Als sie Jacobi später davon erzählt, meint sie, nur anfänglich Angst verspürt zu haben, dann die Vergewaltigung aber herbeigesehnt zu haben. Dieser Vorfall und die Abwesenheit ihrer Großeltern, die einer Einladung zu einer Reise gefolgt sind, verursachen bei Jenny hysterische Reaktionen, bis sie total verängstigt und zitternd zu viele Schlaftabletten einnimmt…
Kritik:
Wie schon bei „Wie in einem Spiegel“ (1961) hat Bergman seinen 1976 entstandenen Film vom ersten Brief des Paulus an die Korinther inspirieren lassen: „Wir sehen jetzt durch einen Spiegel ein dunkles Bild; dann aber von Angesicht zu Angesicht.
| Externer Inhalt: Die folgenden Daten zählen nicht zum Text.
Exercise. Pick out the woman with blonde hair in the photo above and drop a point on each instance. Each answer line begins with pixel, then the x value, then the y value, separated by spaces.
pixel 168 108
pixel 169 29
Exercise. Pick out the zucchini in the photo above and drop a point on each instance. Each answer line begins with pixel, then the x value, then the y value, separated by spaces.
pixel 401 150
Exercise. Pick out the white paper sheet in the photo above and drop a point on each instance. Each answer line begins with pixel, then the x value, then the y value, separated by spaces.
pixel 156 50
Jetzt erkenne ich stückweise; dann aber werde ich erkennen, wie ich erkannt bin.“
Bergman taucht mit seinem fast dreistündigen Fernsehdrama bzw. 135-minütigen Kinofilm tief in die Psyche der Psychiaterin Jenny ein, die in ihrer täglichen Arbeit auch mit jenen Angststörungen zu tun hat, unter denen sie später selbst leidet. Doch zunächst wird die wieder emotional vielschichtig von Liv Ullmann verkörperte Jenny als lebensfreudige Frau vorgestellt, die sich ebenso wie ihre Großmutter sehr über das Wiedersehen freut.
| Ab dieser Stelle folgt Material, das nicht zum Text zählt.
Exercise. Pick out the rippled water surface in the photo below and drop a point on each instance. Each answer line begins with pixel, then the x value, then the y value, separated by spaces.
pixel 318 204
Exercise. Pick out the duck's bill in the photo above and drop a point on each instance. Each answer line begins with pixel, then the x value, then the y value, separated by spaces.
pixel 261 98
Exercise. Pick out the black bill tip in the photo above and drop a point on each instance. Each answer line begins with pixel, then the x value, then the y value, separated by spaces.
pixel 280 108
Dazu wirkt Jenny überaus selbstbewusst, wenn sie etwa den erotischen Avancen ihres neuen Bekannten Dr. Tomas Jacobi zuvorkommt und die Möglichkeiten erörtert, wie der Geschlechtsakt gestaltet werden könnte. Doch die fröhliche und selbstbewusste Aura bekommt während der Zeit im Haus ihrer Großeltern erste Risse, wird sie doch immer wieder von bedrückenden Erinnerungen, Halluzinationen und Alpträumen geplagt. Bergman ermöglicht seiner Protagonistin allerdings eine kathartische Erlösung, indem sie sich die Erfahrungen vom frühen Unfalltod ihrer Eltern und der harten Erziehung durch ihre Großmutter von der Seele redet. Dabei darf sie sich auf die ebenso professionelle wie fürsorgliche Unterstützung ihres Freundes Jacobi stützen, während Bergman selbst wenig Vertrauen in die Psychoanalyse zu haben scheint, wie es Jennys abgehärmter Kollege zum Ausdruck bringt.
Auch wenn es „Von Angesicht zu Angesicht“ an erzählerischer Stringenz mangeln mag, ist Bergman doch ein bewegendes Psychogramm einer starken Frau gelungen, die sich mutig ihrer schwierigen Vergangenheit stellt und über die lebensbedrohliche Krise zurück ins Leben findet.